The problem with welfare cheats is that as Crenal stated they are stealing from legitimate tax paying citizens.  My mother-in-law is 68 and has worked all her life since she was fifteen.  She has never used or abused the system even though there were opportunities to do so, especially when her two boys were young and putting them in day care so she could continue to work was a financial hardship.  I just believe, very strongly, that these welfare cheats just make it so much harder for the legitimate cases.  

I'm sorry you feel I did the wrong thing in informing on her but I had tried to talk to her on multiple previous occasions to encourage her to tell the truth but she just brushed me off saying that if she did that she wouldn't be able to afford her daily heroin habit.


----------



## sheiler1963 (Nov 23, 2011)

The arrogance of people who have never been 'nickled and dimed' in America astounds me.


----------



## TheGapBetweenMerlons (Jun 2, 2011)

Katharina said:


> There are more money to get if you went after _real_ criminals, but the system is not interested in those, for some reason.
> They are "decent" people on paper who just manage to steal millions from society each year. The wealthy tax evaders
> have laws and lawyers protecting them.


If someone is truly evading tax laws, then there is a real interest in catching them, because that's fraud too. But if they're just using the law to reduce their tax burden, that just means they're keeping more of their earnings _which belong to them_ by following the rules. That's not called "crime" -- and any moral outrage you might feel over them following the rules to their benefit is little more than a Robin Hood fantasy that promotes class warfare by pitting all the poor against all the rich. It's not logical, and certainly not principled, but it plays effectively to audience emotion.



Katharina said:


> I disagree. What corrupts society most is when people committing the same crime are
> treated differently, depending on how high up they are in society.


This is the case with taking wealth by force, but you have it backwards. The poor are stealing from the rich and being treated as "charitable causes" but if the rich steal from the poor they are treated as criminals. The same crime treated differently, depending on social rank (class war), with the poor "charitable" coming out far better in the "moral bargain."



Katharina said:


> It is a case of double standards that society honors billionaires
> who milk the system while the little people are held to a much stricter moral code.

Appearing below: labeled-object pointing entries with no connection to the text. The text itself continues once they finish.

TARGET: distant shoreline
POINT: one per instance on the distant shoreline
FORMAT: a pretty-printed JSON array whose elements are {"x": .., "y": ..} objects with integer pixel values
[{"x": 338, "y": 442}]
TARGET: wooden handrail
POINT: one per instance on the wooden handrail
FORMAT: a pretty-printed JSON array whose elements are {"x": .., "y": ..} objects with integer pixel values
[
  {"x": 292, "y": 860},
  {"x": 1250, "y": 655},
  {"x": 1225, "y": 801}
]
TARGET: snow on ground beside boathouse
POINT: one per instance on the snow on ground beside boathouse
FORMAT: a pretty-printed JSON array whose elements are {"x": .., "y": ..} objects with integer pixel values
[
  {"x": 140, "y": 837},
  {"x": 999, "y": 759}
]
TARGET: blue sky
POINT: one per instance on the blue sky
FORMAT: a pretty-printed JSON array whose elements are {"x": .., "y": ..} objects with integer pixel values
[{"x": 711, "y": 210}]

As I said above, you have it backward. The "little people" are held to no moral code at all, they're the "charitable causes" who are supposedly _owed_ a substantial portion of what others work for.



Katharina said:


> Your emotional comparison between not informing
> on a single mother and protecting the mafia through silence is...illogical at best.
> One silence is a sense of mercy. The other because you fear retribution.


_My_ emotional comparison? You're the one talking about "a sense of mercy" and "fear [of] retribution." I don't think I'm the one adding emotions to the statement that "not informing" is such a powerful source of injustice.



Katharina said:


> The fact is that people happily ignore _real_ crimes.


You repeatedly refer to "real" crimes as if fraud is not one. By what principle do you decide what is a real crime or not? Or do principles just get in the way of "feel good justice" which is far more vigilante than informing authorities of crime.



Katharina said:


> People who worry about nickles and dimes often manage to live quite happily, knowing there are violent or sexual crimes occurring
> next door.


Oh, please. First we're talking millions or billions of dollars (depending on scope), not "nickles and dimes." And as for these mythical people who "live quite happily, knowing there are violent or sexual crimes occuring next door" I have only two words: Prove it. (OK, a few more words: That's utter nonsense, I don't know _anybody_ who -- other than through a "do not inform" street "ethic" -- would knowingly allow such crimes to occur next door.)



Katharina said:


> Gives a pretty clear sign of what has the highest value in society today.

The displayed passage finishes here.